A European minimum wage, a unified social-security system and joint debt issuance are “the wrong track,” Annegret Kramp-Karrenbauer, a Merkel protegee who leads the governing Christian Democratic Union, said in an op-ed for Welt am Sonntag. Creating a “common market for banks” would be worthwhile, she said.
Seeking to stop the advance of anti-EU nationalists, Macron’s manifesto would create several new agencies, while Kramp-Karrenbauer emphasizes the need for a strategy that links individual states to the approach of the wider region. “The work of the European institutions cannot claim any moral superiority over the collaborative effort of national governments,” she wrote.
“Our Europe must get stronger,” but the answer can’t simply be to transfer powers away from the national and local levels, the newspaper quoted Kramp-Karrenbauer as saying.
“A new foundation of Europe cannot work without the nation states: They provide democratic legitimacy and identification,” Kramp-Karrenbauer wrote. “It is the member states that formulate and bring together their own interests at the European level. This is what gives Europeans their international weight.”
The German politician also called for the EU to get a common permanent seat in the United Nations Security Council to improve the ability of the bloc to be involved in foreign and security politics. There are currently five permanent seats, held by France, China, Russia, U.S., and U.K.

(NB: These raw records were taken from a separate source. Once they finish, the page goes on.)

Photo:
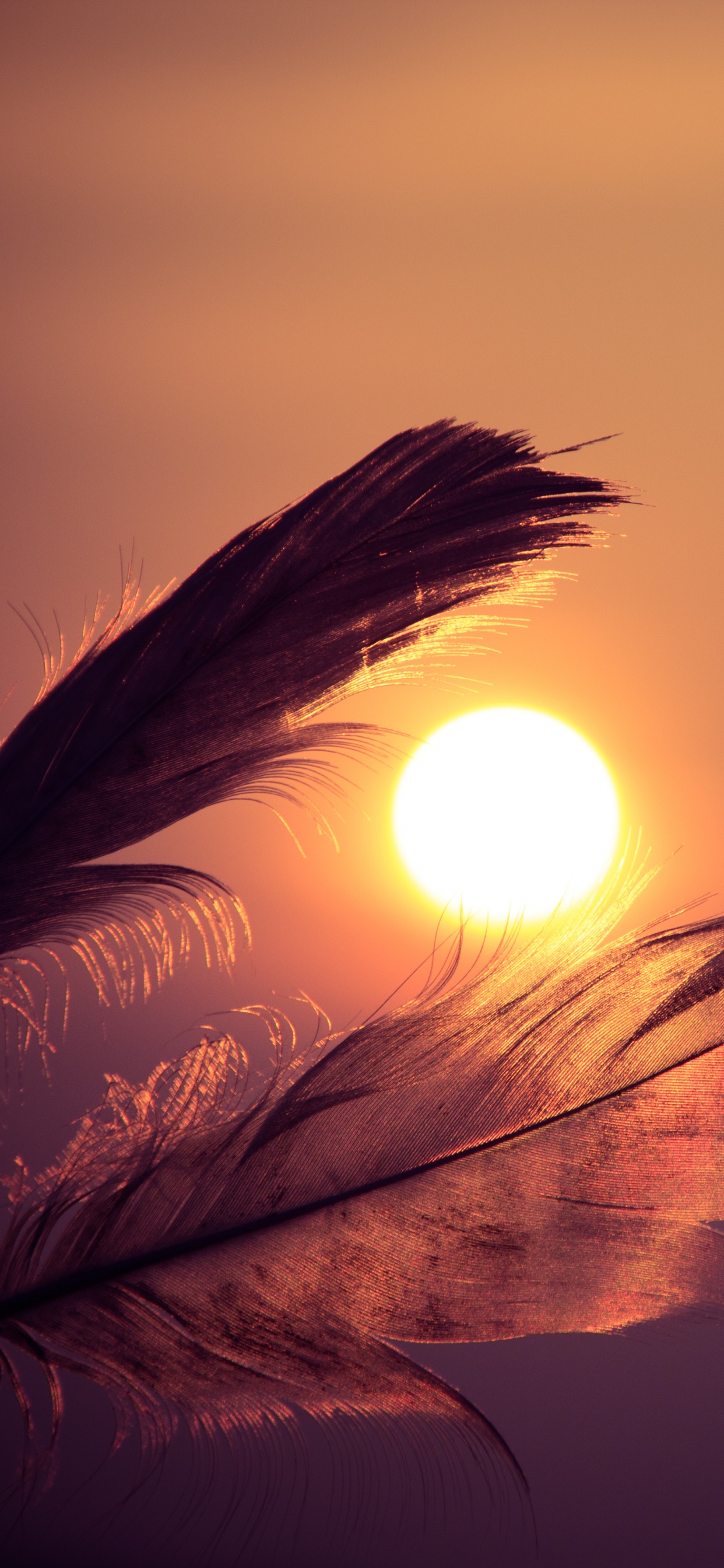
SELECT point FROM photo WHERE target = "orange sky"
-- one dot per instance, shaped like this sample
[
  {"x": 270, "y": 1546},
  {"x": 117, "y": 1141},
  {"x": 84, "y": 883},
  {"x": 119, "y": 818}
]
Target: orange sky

In proposals more aligned with Macron, she said Europe needs a unified database for tracking immigration, “an accord on gapless border protection” and a European pact for climate protection, which would be hashed out by companies, employees and the public.
Macron’s blueprint for “European renewal” is part of a push by political leaders to blunt the appeal of populist parties, who are seeking to turn European Parliament elections across the EU in May into a referendum on their nationalist visions for the continent.
It’s not the first time Kramp-Karrenbauer has laid down markers. Before CDU delegates elected her in December to succeed Merkel as party chairwoman, she courted German conservatives with a strident tone that departed from Merkel’s measured rhetoric.
“No matter how charming the French are -- in France, it’s always and above all about French interests,” she said in November.